Valentina Rozas Krause. Profesora, University of Michigan
Días antes de la elección presidencial —donde Gabriel Boric ganó con casi un 56% de los votos—, adherentes de su opositor intervinieron durante una madrugada la mitad sur de la Plaza Dignidad —con pintura blanca, pasto y flores— para, en sus palabras, “hermosearla”. La acción sugería que con José Antonio Kast el futuro sería limpio, ordenado y de colores. Para los detractores de Kast —y me incluyo—, esto reflejaba más bien su visión de país: uno profundamente desigual, con cerca de ‘la mitad’ de sus ciudadanos excluidos del progreso.
De simpleza aparente, la intervención es una estrategia ideológica que coopta el espacio ciudadano y tapa un complejo debate sobre el espacio público, la democracia, la memoria, y los derechos humanos que encuentra en la Plaza Dignidad su escenario más visible. El blanqueamiento tiene una larga historia: después del golpe militar, los murales de la Unidad Popular fueron cubiertos con pintura blanca. Igualmente usar el verdor para cubrir el pasado conflictivo: el Parque por la Paz Villa Grimaldi, en su versión inaugural de los noventas, prescribía que para alcanzar la paz —soleada y pastoril— se debía olvidar. Es decir, los adherentes de Kast usaron dos estrategias de supresión del pasado: una blanca y otra verde, la primera de la dictadura, la segunda de la ‘delicada’ transición. Así, la intervención del 17 de diciembre construye cuatro ejes ideológicos a analizar para el futuro de la Plaza Dignidad:
Falsa dialéctica: Aparece una división del país en dos extremos políticos irreconciliables; algo ideológicamente falso. Sólo uno de los candidatos está en el extremo y ese candidato perdió.

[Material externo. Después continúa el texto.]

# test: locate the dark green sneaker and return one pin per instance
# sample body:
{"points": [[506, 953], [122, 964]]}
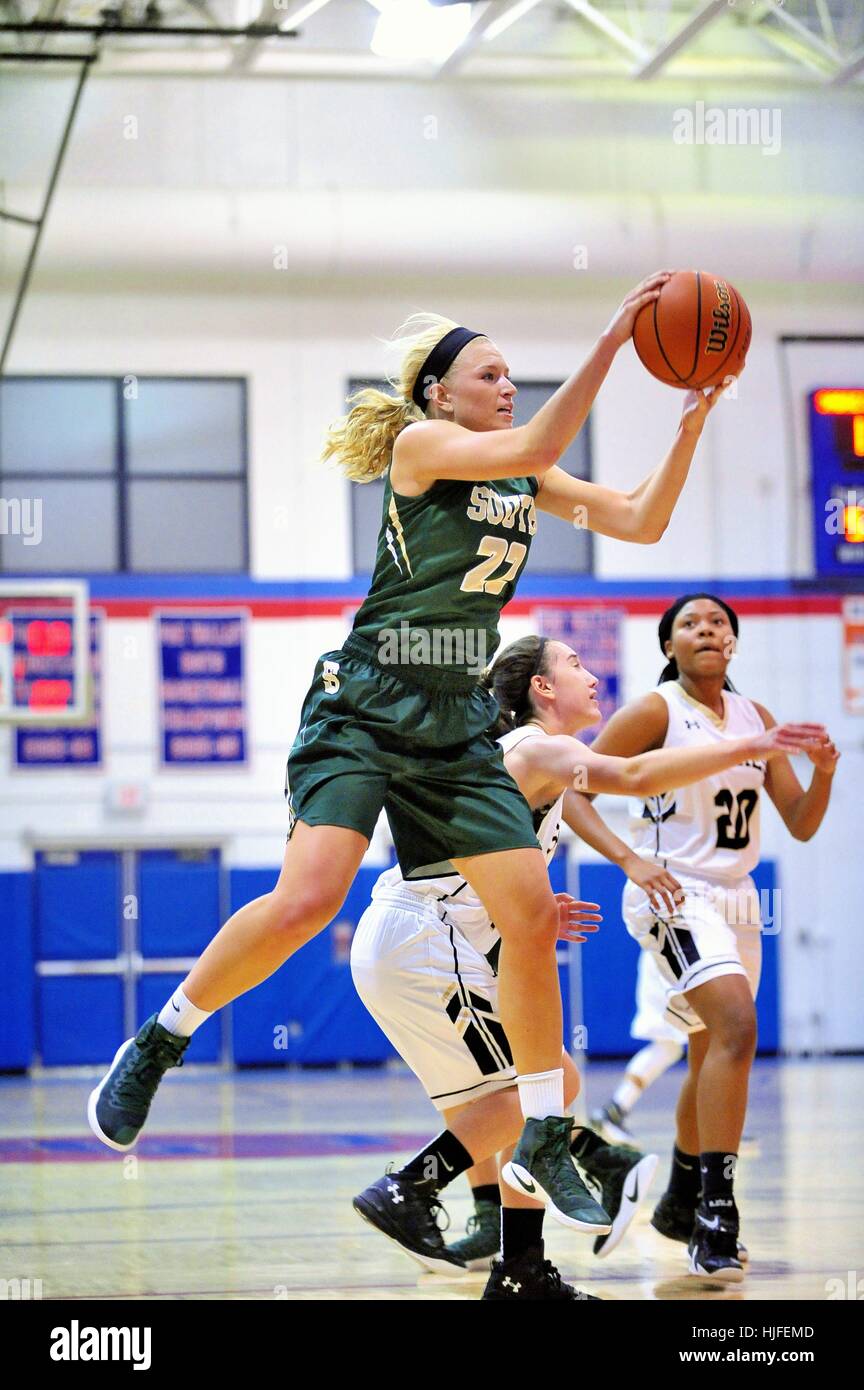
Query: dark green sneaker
{"points": [[542, 1166], [407, 1214], [675, 1221], [118, 1107], [624, 1176], [484, 1239], [529, 1276]]}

Orden y belleza: Se propone que sólo lo ordenado es bello, y esa belleza alude a un anticuado principio ornamental. Supuestamente inofensivas, las flores no sólo hacen referencia al pasado, cuando jardineras de dalias rodeaban al General Baquedano, sino que también introducen una dimensión doméstica en un espacio de usos públicos —de marchas, protestas y celebraciones— quitándoselo a la ciudadanía.
Hegemonía y control: El registro de los autores de su vandalización blanca y verde, respaldada además por el ministro del Interior, muestra la desigualdad ante la ley para quienes se apropian de bienes colectivos, representando a su vez un claro símbolo de hegemonía y control del espacio público.
Memoria y justicia: Se intenta contrarrestar el hecho de que, junto con ser un emblema del estallido social, la Plaza Dignidad es un memorial a quienes perdieron la vida y los ojos clamando por igualdad. Como en los memoriales a los detenidos desaparecidos, la plaza no es sólo un espacio testigo de hechos históricos, sino también evidencia material en procesos de justicia aún en desarrollo. Sellarla con pasto es declarar que no habrá justicia para esas víctimas de las violaciones a los derechos humanos.
Este acto de jardineros y pintores por Kast debería servir para pensar y debatir cómo queremos que sea la plaza bajo el gobierno de Boric y al alero de una nueva constitución. Para eso, necesitamos imaginar otra forma de construir espacio público, con equidad, inclusión, participación, memoria y justicia. Un posible ejemplo está a sólo unos metros del plinto vacío: el Jardín de la Resistencia, un contramonumento subterráneo a la hegemonía de Baquedano. Creado de manera colectiva, abierto a múltiples intervenciones —incluida la relocalización del pasto— e inspirado en la naturaleza, es un espacio que sembró donde hubo piedras, pero que a diferencia de la acción en la plaza no usa el verde para borrar, sino para recordar, memorializar y cuidar la germinación de un nuevo país.